# Scanpst.exe - can't locate



## Arby1028 (Jan 23, 2008)

Hello!!

I just transferred files from my old computer to a new laptop. Outlook 2003 says I need to run scanpst.exe however I cannot locate this file anywhere and have searched extensively. I have hidden folders turned on, etc. Running Windows 7.

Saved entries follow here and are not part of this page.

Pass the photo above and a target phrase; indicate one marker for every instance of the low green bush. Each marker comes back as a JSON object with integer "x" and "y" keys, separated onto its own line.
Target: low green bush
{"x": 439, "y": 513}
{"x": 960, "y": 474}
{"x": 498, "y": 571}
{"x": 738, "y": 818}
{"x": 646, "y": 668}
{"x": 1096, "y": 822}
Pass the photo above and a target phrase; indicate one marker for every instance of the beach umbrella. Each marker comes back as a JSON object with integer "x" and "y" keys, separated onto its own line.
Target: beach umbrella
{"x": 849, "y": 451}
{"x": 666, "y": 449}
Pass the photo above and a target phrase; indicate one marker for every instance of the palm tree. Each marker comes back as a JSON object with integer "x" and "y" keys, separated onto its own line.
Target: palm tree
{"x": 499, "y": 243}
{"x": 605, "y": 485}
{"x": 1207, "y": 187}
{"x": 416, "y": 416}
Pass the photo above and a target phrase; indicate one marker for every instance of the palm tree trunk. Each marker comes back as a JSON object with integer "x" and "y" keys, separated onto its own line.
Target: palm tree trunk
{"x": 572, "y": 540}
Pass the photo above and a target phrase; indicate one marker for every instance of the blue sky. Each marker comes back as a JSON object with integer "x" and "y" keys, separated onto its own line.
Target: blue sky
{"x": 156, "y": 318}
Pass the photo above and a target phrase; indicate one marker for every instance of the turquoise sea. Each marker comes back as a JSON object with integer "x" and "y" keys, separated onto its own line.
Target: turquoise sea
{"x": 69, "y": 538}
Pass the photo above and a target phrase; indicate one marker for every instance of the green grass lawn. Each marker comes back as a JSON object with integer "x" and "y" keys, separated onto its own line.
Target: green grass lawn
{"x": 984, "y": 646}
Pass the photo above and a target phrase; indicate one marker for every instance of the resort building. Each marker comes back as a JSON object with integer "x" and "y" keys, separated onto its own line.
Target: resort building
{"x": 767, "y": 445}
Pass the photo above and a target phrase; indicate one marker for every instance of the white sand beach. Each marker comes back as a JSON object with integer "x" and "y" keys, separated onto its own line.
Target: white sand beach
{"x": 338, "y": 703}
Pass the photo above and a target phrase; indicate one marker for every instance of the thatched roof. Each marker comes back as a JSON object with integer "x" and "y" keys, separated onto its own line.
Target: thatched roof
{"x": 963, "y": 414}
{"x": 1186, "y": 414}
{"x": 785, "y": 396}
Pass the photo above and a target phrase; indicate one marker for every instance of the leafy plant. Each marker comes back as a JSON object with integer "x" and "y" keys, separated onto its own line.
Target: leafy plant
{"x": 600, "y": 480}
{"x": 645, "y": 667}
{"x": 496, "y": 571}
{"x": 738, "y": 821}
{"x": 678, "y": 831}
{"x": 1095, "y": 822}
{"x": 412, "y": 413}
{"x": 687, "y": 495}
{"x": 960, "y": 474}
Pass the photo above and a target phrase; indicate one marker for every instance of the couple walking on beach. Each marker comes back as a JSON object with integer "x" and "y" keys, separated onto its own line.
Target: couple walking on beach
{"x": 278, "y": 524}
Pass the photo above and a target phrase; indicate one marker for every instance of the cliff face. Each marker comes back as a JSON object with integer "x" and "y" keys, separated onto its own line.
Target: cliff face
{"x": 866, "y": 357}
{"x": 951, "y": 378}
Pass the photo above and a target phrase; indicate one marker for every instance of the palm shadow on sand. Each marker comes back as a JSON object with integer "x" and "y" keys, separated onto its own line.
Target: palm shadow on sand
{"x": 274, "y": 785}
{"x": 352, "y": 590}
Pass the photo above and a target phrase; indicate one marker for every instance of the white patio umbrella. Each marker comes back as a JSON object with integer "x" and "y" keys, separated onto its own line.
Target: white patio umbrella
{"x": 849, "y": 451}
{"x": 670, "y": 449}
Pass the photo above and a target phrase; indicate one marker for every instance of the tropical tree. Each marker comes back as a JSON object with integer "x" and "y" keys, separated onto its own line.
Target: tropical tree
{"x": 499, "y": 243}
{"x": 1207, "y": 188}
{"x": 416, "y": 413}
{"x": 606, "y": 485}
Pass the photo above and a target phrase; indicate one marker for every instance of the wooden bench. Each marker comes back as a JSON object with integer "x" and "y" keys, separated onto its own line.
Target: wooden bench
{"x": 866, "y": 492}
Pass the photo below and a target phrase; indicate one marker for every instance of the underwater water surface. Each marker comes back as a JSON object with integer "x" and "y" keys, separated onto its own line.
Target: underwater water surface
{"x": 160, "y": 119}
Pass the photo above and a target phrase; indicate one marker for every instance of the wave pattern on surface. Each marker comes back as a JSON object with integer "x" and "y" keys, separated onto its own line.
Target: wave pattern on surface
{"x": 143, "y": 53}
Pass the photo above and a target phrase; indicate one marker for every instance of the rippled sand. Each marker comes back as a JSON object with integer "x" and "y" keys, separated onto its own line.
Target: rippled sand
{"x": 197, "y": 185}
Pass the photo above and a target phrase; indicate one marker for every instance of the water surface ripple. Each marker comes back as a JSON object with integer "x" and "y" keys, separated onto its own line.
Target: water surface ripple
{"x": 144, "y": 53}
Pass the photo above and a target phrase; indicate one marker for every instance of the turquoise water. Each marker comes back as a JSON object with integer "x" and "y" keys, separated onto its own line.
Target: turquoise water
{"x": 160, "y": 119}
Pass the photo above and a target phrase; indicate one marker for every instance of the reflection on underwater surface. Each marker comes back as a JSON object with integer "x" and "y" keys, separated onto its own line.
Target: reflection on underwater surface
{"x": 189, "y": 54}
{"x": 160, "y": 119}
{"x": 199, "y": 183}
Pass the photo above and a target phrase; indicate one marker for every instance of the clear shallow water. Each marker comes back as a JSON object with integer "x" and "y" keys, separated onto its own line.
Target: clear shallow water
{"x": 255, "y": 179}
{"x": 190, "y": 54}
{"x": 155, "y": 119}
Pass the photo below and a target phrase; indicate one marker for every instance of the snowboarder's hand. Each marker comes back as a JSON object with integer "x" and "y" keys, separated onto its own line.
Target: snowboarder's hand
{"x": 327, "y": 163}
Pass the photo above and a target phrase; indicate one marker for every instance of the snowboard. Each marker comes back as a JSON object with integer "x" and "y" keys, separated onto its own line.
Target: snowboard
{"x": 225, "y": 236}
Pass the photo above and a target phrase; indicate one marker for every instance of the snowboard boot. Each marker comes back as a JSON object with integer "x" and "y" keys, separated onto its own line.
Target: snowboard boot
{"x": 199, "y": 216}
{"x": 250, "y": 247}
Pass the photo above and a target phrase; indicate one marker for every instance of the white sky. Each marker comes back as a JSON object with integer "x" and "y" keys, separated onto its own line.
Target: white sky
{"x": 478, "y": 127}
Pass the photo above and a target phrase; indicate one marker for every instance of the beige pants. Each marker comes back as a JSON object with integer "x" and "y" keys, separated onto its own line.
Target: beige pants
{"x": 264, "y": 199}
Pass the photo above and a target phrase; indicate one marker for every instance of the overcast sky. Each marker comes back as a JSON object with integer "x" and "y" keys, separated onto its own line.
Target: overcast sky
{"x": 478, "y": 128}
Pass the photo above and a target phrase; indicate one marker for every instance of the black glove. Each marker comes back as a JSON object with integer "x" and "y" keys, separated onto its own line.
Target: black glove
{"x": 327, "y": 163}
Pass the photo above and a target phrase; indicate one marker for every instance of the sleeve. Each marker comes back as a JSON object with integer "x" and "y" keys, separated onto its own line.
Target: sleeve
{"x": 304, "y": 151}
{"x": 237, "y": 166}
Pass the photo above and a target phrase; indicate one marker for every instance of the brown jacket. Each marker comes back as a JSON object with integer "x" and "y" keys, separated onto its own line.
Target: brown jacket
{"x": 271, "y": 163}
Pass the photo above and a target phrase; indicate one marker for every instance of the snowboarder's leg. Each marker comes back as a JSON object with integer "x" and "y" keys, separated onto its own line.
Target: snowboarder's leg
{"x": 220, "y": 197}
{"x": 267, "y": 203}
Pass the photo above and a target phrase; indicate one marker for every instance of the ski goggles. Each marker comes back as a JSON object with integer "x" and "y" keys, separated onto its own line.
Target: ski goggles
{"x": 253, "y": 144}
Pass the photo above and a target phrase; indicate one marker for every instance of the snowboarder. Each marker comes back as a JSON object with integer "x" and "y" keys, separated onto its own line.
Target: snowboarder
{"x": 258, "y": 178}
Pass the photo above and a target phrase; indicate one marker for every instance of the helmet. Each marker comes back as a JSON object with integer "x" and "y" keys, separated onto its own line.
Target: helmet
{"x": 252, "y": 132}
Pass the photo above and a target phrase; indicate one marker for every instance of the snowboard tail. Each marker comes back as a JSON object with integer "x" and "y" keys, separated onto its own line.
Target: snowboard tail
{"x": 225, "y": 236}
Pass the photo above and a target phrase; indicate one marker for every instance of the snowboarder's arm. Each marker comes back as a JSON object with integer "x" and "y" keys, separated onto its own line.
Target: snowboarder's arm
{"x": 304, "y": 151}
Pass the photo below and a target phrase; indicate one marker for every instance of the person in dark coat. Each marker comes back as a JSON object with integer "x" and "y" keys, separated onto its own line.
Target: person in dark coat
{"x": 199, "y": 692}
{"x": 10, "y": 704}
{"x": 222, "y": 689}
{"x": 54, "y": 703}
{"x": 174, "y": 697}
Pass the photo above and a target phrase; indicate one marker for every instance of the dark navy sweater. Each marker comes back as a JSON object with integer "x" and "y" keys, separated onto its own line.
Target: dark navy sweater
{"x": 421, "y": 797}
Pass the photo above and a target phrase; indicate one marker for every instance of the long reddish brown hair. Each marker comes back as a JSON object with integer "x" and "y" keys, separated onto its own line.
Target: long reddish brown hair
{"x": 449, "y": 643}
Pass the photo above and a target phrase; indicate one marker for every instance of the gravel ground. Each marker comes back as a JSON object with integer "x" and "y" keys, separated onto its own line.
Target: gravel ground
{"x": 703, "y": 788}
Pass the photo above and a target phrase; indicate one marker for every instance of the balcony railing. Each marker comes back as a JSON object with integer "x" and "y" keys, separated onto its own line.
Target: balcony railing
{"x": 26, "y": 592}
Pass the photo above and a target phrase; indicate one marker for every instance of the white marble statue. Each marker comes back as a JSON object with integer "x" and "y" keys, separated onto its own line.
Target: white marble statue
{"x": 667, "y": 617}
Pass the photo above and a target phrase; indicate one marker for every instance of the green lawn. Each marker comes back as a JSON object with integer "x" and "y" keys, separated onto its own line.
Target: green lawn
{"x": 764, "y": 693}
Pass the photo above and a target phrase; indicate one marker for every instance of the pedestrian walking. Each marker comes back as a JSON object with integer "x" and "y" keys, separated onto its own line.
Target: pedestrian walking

I've searched for hours and cannot find a solution. I need to download scanpst.exe for Outlook 2003. Please help!!! TIA.


----------



## pip22 (Aug 22, 2004)

Should be here:

_C:\Program Files\Common Files\System\MSMAPI\1033\_ scan.pst


----------



## Arby1028 (Jan 23, 2008)

pip22 said:


> Should be here:
> 
> _C:\Program Files\Common Files\System\MSMAPI\1033\_ scan.pst


Got it...thank you! I ran it and it fixed the e-mails/Outlook. Now - how do I get back to my "regular" inbox? I have "Lost & Found" and "Recovered Folder 8082" instead of an "Inbox". All other folders I have seem to be OK.


----------



## Albertbrrown (Aug 13, 2012)

You can easily locate scanpst.exe in Outlook 2003 by the following location -

32-bit Windows; C:\Program Files\Common Files\System\MSMAPI\<locale ID>\
64-bit Windows; C:\Program Files (x86)\Common Files\System\MSMAPI\<locale ID>\


----------



## Arby1028 (Jan 23, 2008)

^^ Thank you...I actually found it a couple days ago. Any ideas on how to get inbox from "Recovered Folder 8082" back to "Inbox"???


----------